Trying to imagine Life billions of years from now seems kind of futile to me. But if there’s any trace of us left then I can imagine they’d be familiar and yet very strange too. Certainly no end of SF writers have tried – Stephen Baxter, Poul Anderson and Charles Sheffield have had the balls to take readers to the end of Time, and beyond. Let’s be a bit more prosaic and stick to our little Solar System. So what would billions of years of technological advancement let us do?
We all know the Sun will evolve into a bloated, overluminous giant about 5 billion years from now – a timeframe that depends on the amount of heavy elements in the Core. According to a fairly standard model, the Sun’s future is as follows (in gigayears of the Sun’s age. Subtract 4.6 Gyr to get the date from now)…
(A) Core burning ends, t = 9.4 Gyr
(B) Redwards Traverse, end of Main Sequence, t = 10.9 Gyr (Sun pretty stable, Mars’ temperature rather nice)
(C) First RedGiant ascent, t = 11.6 Gyr (Sun goes from about 3 times present luminosity to about 2,400)
(D) Sun’s Core explodes, Helium burning begins, t = 12.1 Gyr (Sun pretty stable, Jupiter’s rather nice)
(E) Asymptotic Giant Branch, t = 12.2 Gyr (Sun goes from about 45 to 6,000 times present)

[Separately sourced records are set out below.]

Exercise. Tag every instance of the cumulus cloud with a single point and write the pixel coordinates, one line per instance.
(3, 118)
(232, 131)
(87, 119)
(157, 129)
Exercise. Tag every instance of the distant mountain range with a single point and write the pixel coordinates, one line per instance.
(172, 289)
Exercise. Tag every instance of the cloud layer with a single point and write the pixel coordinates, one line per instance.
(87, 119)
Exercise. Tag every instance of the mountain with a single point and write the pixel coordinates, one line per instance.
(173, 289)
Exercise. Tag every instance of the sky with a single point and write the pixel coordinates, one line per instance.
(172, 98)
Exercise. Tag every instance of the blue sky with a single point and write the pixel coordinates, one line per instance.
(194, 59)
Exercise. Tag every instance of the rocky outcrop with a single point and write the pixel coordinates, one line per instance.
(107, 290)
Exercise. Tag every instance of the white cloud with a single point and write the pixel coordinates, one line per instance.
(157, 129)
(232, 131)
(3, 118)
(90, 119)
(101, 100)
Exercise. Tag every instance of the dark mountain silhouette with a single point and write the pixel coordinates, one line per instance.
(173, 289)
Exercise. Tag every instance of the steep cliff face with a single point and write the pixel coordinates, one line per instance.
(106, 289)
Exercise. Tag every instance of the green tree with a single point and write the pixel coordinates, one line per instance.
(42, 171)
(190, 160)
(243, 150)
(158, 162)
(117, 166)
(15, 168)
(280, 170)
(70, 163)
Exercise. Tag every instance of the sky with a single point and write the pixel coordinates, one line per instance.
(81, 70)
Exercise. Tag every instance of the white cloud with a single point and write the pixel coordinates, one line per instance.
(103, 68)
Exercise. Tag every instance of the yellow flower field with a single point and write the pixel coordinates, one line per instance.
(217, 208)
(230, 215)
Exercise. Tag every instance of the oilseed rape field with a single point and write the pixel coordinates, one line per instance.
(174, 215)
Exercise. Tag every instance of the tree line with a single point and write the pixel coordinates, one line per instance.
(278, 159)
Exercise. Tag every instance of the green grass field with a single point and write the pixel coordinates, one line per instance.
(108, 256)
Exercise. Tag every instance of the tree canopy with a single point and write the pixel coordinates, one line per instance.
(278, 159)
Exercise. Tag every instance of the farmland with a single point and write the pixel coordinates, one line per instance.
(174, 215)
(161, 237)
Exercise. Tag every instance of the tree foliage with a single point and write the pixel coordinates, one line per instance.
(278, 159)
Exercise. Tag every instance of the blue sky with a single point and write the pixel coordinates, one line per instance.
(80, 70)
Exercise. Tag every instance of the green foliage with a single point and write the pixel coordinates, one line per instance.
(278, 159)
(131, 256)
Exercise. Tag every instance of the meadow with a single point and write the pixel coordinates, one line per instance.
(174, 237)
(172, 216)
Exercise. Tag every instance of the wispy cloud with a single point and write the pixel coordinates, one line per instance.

(F) Planetary Nebulae shed off, Sun dies as White Dwarf, t = 12.25 Gyr
Of course Earth, left to Nature’s course, dies long before the Sun even finishes Core burning. In about a billion years photosynthesis will crash and/or the oceans will be ploughed into the mantle by plate tectonics. Bacteria might survive for another billion, but eventually it’s all desert and a slow warming towards a Venus-like greenhouse. For Earth’s biosphere – and our “descendents” – the usual options are:
(2) Move the Earth
(3) Live in mobile space colonies
(4) Put up sunshades
(5) Move to another planet
Instead of migrating, moving the Earth, or moving into space permanently – and they’re all options that might be taken – I would suggest a more radical option: engineer the Sun.
A few facts suggest this might be worthwhile.
First, the Sun will go red giant after using a tiny fraction of its total energy potential. This seems rather wasteful to me.
Second, magnetic fields can potentially reach all the way down into the Sun’s core. Thus we might be able to control the Sun’s energy output and its chemical evolution by inducing convection.
So just how much energy is available? If all the Sun’s mass converted to energy at current output it would last 14.5 trillion years. But it’s a giant fusion reactor instead. Proton-proton fusion, and associated reactions, convert 0.7% of the mass into energy. As the Sun is currently 74% hydrogen, proton-proton fusion would last 75 billion years using all the hydrogen. If we ignited helium fusion after that we might get another 30 billion years.
That sounds pretty good, but could we go further?
Some of the energy involved in the Sun’s evolution is from gravitational collapse. About half the Sun’s mass will collapse into a white dwarf liberating a few billion years worth. If the Sun could be collapsed further then even more would be liberated. The absolute limit is, of course, when the Schwarzschild radius is reached and we’ve made a black hole. If we collapsed the Sun into a quark-star just 6 km in radius we might extra a few trillion years of energy out of it.
Via reverse baryogenesis we might then extract all the mass-energy out of the remaining quark mass, thus getting the full 14.5 trillion years. All up we might extract 20 trillion years out of the Sun. But what happens then?
Instead of burning the Sun’s mass up perhaps we could change power sources. There’s a lot of dark matter around and the evidence is good that it self-annihilates with a release of real energy. Perhaps the Sun could be converted into a dark matter reactor? This is believed to happen naturally in white dwarf stars – but the power level is low. We might clever enough to develop a means of funnelling dark matter in to improve the output.
After all the options of this universe are tried perhaps we’ll have to look into higher dimensions to extend the Sun’s life even longer. We have a long, long time to figure out what to do.